Rearranging the summation form equation for \(\widehat{x}_{k}+1\), we get

\[\begin{aligned}
\widehat{x}_{k+1} &=Q_{k+1}^{-1}\left[\left(\sum_{i=0}^{k} A_{i}^{\prime} S_{i} A_{i}\right) \widehat{x}_{k}+A_{k+1}^{\prime} S_{k+1} y_{k+1}\right] \\
&=Q_{k+1}^{-1}\left[Q_{k} \widehat{x}_{k}+A_{k+1}^{\prime} S_{k+1} y_{k+1}\right]
\end{aligned}\nonumber\]

This clearly displays the new estimate as a weighted combination of the old estimate and the new data, so we have the desired recursion. Another useful form of this result is obtained by substituting from the recursion for \(Q_{k+1}\) above to get

\[\widehat{x}_{k+1}=\widehat{x}_{k}-Q_{k+1}^{-1}\left(A_{k+1}^{\prime} S_{k+1} A_{k+1} \widehat{x}_{k}-A_{k+1}^{\prime} S_{k+1} y_{k+1}\right)\nonumber\]

which finally reduces to

\[\widehat{x}_{k+1}=\widehat{x}_{k}+\underbrace{Q_{k+1}^{-1} A_{k+1}^{\prime} S_{k+1}}_{\text {Kalman Filter Gain }} \underbrace{\left(y_{k+1}-A_{k+1} \widehat{x}_{k}\right)}_{\text {innovations }}\nonumber\]

The quantity \(Q_{k+1}^{-1} A_{k+1}^{\prime} S_{k+1}\) is called the Kalman gain, and \(y_{k+1}-A_{k+1} \widehat{x}_{k}\) is called the innovations, since it compares the difference between a data update and the prediction given the last estimate.

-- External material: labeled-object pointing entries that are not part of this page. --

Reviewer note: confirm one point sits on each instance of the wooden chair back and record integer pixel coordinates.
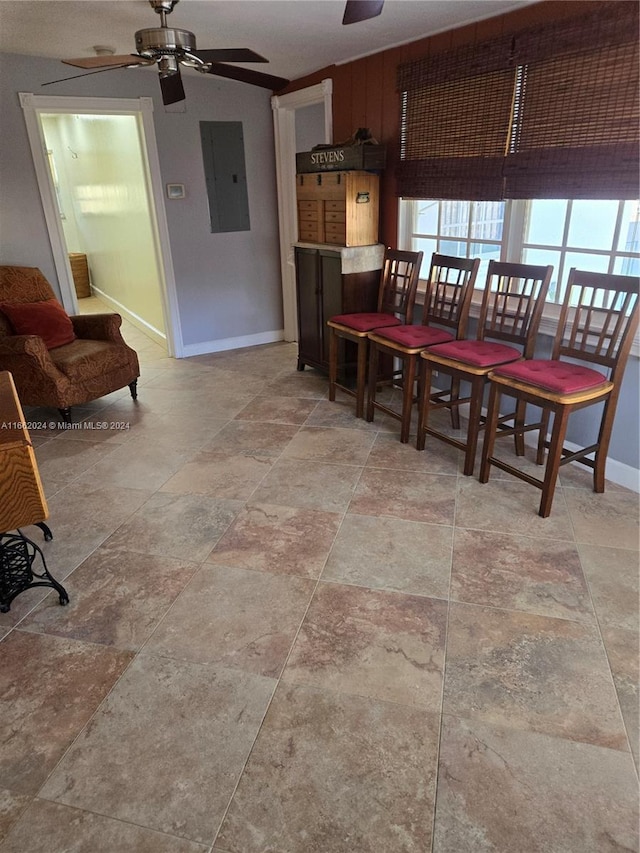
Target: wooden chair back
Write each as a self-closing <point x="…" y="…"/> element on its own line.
<point x="512" y="303"/>
<point x="399" y="283"/>
<point x="598" y="320"/>
<point x="449" y="291"/>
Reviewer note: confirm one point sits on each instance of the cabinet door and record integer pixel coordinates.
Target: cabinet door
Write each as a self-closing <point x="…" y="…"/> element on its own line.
<point x="330" y="294"/>
<point x="308" y="293"/>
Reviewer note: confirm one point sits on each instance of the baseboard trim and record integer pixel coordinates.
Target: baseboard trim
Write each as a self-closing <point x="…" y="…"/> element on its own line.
<point x="134" y="319"/>
<point x="223" y="344"/>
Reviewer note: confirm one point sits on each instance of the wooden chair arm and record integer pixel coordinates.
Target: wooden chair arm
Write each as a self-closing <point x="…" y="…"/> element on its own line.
<point x="98" y="327"/>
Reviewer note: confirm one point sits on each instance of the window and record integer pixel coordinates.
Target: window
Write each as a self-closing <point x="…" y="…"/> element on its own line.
<point x="596" y="235"/>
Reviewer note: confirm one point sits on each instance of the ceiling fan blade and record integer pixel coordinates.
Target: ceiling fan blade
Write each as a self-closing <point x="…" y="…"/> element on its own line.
<point x="245" y="75"/>
<point x="106" y="61"/>
<point x="230" y="54"/>
<point x="361" y="10"/>
<point x="86" y="74"/>
<point x="172" y="89"/>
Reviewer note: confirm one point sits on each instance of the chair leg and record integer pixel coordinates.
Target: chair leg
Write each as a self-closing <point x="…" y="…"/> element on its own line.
<point x="600" y="460"/>
<point x="490" y="428"/>
<point x="333" y="364"/>
<point x="455" y="410"/>
<point x="423" y="403"/>
<point x="408" y="379"/>
<point x="373" y="380"/>
<point x="542" y="436"/>
<point x="361" y="376"/>
<point x="520" y="420"/>
<point x="477" y="385"/>
<point x="560" y="421"/>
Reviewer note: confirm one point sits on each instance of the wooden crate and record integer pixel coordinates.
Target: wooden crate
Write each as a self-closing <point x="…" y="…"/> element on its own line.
<point x="342" y="159"/>
<point x="339" y="208"/>
<point x="80" y="273"/>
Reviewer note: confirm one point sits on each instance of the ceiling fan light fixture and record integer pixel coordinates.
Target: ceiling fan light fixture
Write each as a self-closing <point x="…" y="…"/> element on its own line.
<point x="167" y="66"/>
<point x="165" y="40"/>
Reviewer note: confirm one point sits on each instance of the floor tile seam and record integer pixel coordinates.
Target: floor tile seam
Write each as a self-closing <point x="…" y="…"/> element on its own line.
<point x="9" y="827"/>
<point x="598" y="624"/>
<point x="86" y="470"/>
<point x="374" y="467"/>
<point x="278" y="681"/>
<point x="374" y="589"/>
<point x="506" y="724"/>
<point x="142" y="650"/>
<point x="72" y="742"/>
<point x="441" y="713"/>
<point x="537" y="535"/>
<point x="494" y="608"/>
<point x="127" y="822"/>
<point x="420" y="707"/>
<point x="398" y="517"/>
<point x="582" y="544"/>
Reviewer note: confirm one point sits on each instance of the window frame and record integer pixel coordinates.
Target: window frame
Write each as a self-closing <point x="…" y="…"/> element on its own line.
<point x="512" y="247"/>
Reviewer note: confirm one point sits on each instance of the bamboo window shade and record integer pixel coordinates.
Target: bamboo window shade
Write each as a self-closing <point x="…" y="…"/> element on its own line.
<point x="548" y="112"/>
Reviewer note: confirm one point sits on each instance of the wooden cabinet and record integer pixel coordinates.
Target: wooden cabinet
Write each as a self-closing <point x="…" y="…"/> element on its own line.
<point x="329" y="281"/>
<point x="338" y="208"/>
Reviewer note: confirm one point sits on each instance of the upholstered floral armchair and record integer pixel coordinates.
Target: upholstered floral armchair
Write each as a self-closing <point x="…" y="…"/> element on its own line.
<point x="57" y="360"/>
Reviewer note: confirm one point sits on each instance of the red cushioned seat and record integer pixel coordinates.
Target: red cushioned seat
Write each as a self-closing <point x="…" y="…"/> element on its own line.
<point x="366" y="322"/>
<point x="415" y="336"/>
<point x="558" y="376"/>
<point x="478" y="353"/>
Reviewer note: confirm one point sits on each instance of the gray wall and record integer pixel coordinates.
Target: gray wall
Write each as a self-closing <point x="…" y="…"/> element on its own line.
<point x="228" y="285"/>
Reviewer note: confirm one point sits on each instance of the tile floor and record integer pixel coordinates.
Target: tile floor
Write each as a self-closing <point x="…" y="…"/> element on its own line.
<point x="288" y="633"/>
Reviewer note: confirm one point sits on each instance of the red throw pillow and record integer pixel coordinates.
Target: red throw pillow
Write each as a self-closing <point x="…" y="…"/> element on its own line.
<point x="47" y="319"/>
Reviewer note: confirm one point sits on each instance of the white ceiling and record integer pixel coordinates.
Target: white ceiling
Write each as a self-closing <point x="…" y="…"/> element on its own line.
<point x="297" y="36"/>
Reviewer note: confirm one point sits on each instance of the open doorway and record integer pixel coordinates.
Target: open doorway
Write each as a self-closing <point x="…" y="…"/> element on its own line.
<point x="98" y="175"/>
<point x="287" y="135"/>
<point x="99" y="180"/>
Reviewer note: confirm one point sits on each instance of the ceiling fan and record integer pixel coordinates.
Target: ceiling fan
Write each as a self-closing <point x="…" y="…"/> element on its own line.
<point x="170" y="48"/>
<point x="361" y="10"/>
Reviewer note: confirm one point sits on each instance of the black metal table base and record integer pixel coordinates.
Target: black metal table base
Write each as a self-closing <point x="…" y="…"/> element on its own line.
<point x="17" y="556"/>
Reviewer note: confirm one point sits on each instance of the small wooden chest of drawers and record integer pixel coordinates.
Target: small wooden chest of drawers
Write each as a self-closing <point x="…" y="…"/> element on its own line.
<point x="340" y="208"/>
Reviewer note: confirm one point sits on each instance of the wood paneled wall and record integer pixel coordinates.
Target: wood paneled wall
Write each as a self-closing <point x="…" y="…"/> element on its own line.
<point x="364" y="92"/>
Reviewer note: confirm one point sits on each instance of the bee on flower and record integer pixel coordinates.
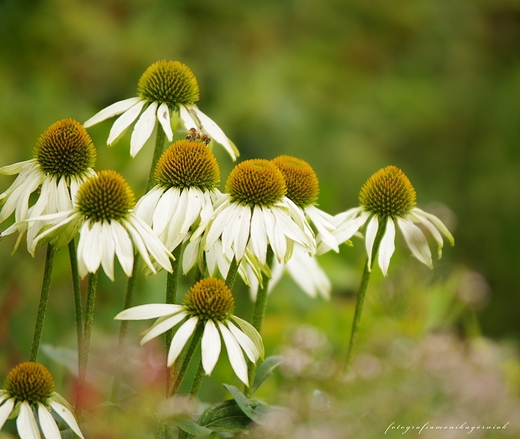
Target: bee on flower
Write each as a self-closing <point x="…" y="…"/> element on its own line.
<point x="165" y="88"/>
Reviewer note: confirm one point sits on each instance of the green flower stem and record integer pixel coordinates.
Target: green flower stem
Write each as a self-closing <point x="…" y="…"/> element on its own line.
<point x="197" y="380"/>
<point x="177" y="377"/>
<point x="87" y="331"/>
<point x="232" y="273"/>
<point x="159" y="147"/>
<point x="77" y="294"/>
<point x="44" y="299"/>
<point x="195" y="387"/>
<point x="261" y="297"/>
<point x="362" y="293"/>
<point x="172" y="282"/>
<point x="258" y="317"/>
<point x="130" y="288"/>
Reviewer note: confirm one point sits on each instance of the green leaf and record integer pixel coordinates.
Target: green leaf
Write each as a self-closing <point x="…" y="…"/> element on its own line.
<point x="225" y="416"/>
<point x="265" y="370"/>
<point x="248" y="329"/>
<point x="192" y="427"/>
<point x="243" y="402"/>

Unfortunately, as one acquires more and more data, i.e. as \(k\) grows large, the Kalman gain goes to zero. One data point cannot make much headway against the mass of previous data which has `hardened' the estimate. If we leave this estimator as is - without modification - the estimator `goes to sleep' after a while, and thus doesn't adapt well to parameter changes. The homework investigates the concept of a `fading memory' so that the estimator doesn't go to sleep.

An Implementation Issue

Another concept which is important in the implementation of the RLS algorithm is the computation of \(Q_{k+1}^{-1}\). If the dimension of \(Q_{k}\) is very large, computation of its inverse can be computationally expensive, so one would like to have a recursion for \(Q_{k+1}^{-1}\).

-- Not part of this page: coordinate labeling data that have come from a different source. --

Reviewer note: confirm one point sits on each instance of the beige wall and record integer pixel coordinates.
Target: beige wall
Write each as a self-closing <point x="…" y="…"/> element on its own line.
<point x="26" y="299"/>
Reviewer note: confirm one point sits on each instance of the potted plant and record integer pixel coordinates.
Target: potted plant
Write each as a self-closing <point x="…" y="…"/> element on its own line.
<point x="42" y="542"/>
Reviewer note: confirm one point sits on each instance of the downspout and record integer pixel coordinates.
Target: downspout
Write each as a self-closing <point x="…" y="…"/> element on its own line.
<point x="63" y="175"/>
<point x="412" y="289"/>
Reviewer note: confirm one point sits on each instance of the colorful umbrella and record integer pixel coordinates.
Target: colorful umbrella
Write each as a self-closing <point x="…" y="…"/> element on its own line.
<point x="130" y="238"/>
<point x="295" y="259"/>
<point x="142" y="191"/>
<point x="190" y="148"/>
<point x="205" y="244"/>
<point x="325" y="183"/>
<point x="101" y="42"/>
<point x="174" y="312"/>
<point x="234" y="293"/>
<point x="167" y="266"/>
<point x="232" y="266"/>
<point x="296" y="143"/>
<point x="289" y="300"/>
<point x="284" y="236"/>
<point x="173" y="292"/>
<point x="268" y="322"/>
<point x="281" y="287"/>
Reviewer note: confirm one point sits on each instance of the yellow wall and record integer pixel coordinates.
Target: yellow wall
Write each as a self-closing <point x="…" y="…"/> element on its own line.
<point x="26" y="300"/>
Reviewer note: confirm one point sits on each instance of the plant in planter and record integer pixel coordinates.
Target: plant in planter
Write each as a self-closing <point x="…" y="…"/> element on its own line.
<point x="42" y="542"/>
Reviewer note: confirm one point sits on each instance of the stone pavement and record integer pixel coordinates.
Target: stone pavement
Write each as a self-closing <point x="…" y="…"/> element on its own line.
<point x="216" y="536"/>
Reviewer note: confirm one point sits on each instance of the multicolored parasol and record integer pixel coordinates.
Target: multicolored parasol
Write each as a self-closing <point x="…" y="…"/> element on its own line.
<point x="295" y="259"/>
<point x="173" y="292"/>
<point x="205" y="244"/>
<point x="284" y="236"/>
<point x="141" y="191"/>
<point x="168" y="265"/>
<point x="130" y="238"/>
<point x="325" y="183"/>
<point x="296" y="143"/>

This recursion is easy to obtain. Applying the handy matrix identity

\[(A+B C D)^{-1}=A^{-1}-A^{-1} B\left(D A^{-1} B+C^{-1}\right)^{-1} D A^{-1}\nonumber\]

to the recursion for \(Q_{k+1}\) yields

\[Q_{k+1}^{-1}=Q_{k}^{-1}-Q_{k}^{-1} A_{k+1}^{\prime}\left(A_{k+1} Q_{k}^{-1} A_{k+1}^{\prime}+S_{k+1}^{-1}\right)^{-1} A_{k+1} Q_{k}^{-1}\nonumber\]

Upon defining

\[P_{k+1}=Q_{k+1}^{-1}\nonumber\]

this becomes

\[P_{k+1}=P_{k}-P_{k} A_{k+1}^{\prime}\left(S_{k+1}^{-1}+A_{k+1} P_{k} A_{k+1}^{\prime}\right)^{-1} A_{k+1} P_{k}\nonumber\]

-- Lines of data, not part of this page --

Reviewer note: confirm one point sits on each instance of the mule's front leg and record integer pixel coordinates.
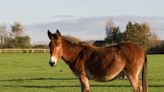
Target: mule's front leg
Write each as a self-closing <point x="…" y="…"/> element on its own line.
<point x="84" y="83"/>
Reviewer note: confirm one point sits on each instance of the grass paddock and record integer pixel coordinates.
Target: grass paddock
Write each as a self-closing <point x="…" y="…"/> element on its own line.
<point x="30" y="72"/>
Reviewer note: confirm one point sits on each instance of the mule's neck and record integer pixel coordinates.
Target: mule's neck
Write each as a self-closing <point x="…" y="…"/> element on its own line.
<point x="70" y="51"/>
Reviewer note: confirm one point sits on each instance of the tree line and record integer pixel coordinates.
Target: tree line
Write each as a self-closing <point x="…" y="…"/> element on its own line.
<point x="15" y="38"/>
<point x="134" y="32"/>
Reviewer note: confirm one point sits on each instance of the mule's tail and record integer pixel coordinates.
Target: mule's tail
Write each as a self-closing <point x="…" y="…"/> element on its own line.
<point x="144" y="76"/>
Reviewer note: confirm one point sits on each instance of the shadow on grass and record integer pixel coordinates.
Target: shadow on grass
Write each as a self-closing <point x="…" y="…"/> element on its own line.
<point x="68" y="86"/>
<point x="39" y="79"/>
<point x="61" y="86"/>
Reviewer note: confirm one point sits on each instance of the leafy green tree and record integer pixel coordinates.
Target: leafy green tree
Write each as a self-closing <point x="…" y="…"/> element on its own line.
<point x="113" y="34"/>
<point x="139" y="33"/>
<point x="18" y="40"/>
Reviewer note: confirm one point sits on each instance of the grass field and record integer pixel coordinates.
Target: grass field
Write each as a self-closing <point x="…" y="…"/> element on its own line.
<point x="31" y="73"/>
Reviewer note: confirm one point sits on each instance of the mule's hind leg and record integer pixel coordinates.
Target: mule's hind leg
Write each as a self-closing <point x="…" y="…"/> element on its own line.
<point x="135" y="83"/>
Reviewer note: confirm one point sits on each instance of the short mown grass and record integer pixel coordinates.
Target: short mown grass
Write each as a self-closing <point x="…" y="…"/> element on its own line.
<point x="30" y="72"/>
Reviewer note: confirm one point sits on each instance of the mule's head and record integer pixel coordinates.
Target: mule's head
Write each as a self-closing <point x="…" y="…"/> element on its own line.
<point x="55" y="46"/>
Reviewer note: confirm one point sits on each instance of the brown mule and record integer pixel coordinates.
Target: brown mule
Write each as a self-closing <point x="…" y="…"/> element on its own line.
<point x="100" y="63"/>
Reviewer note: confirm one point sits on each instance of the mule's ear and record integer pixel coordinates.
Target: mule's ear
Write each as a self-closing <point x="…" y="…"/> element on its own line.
<point x="49" y="34"/>
<point x="58" y="34"/>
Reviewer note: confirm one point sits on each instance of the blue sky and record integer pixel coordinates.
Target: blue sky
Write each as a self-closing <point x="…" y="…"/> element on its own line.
<point x="41" y="11"/>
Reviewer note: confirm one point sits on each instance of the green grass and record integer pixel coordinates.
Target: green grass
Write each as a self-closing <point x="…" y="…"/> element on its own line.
<point x="31" y="73"/>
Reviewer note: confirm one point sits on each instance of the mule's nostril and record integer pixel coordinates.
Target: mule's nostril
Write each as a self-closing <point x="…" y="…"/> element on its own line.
<point x="52" y="63"/>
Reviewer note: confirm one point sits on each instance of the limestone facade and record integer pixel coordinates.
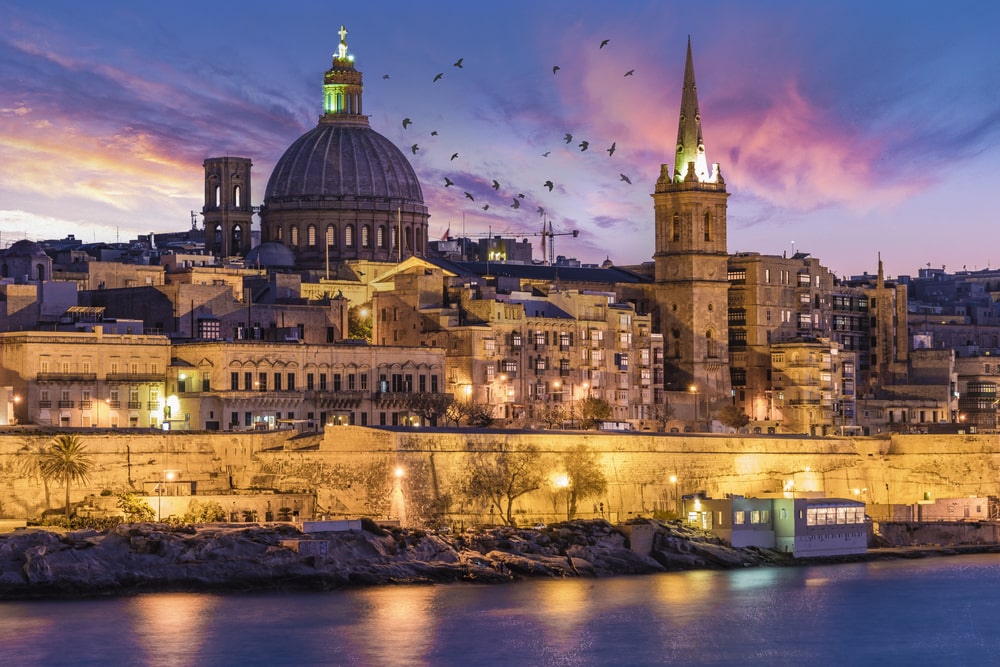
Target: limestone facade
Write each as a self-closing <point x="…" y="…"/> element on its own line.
<point x="255" y="385"/>
<point x="86" y="379"/>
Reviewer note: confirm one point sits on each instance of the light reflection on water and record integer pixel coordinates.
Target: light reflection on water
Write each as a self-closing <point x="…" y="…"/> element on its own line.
<point x="935" y="611"/>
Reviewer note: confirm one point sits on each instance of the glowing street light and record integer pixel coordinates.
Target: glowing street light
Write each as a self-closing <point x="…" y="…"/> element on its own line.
<point x="562" y="482"/>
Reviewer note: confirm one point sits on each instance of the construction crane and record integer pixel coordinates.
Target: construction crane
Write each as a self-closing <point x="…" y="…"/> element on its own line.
<point x="550" y="235"/>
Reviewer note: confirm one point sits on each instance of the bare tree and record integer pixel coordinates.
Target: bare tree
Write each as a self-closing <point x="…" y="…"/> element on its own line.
<point x="500" y="473"/>
<point x="585" y="476"/>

which is called the (discrete-time) Riccati equation.

Interpretation

We have \(\widehat{x}_{k}\) and \({y}_{k+1}\) available for computing our updated estimate. Interpreting \(\widehat{x}_{k}\) as a measurement, we see our model becomes

\[\left[\begin{array}{c}
\widehat{x}_{k} \\
y_{k+1}
\end{array}\right]=\left[\begin{array}{c}
I \\
A_{k+1}
\end{array}\right] x+\left[\begin{array}{c}
e_{k} \\
e_{k+1}
\end{array}\right]\nonumber\]

The criterion, then, by which we choose \(\widehat{x}_{k+1}\) is thus

\[\widehat{x}_{k+1}=\operatorname{argmin}\left(e_{k}^{\prime} Q_{k} e_{k}+e_{k+1}^{\prime} S_{k+1} e_{k+1}\right)\nonumber\]

In this context, one interprets \({Q}_{k}\) as the weighting factor for the previous estimate.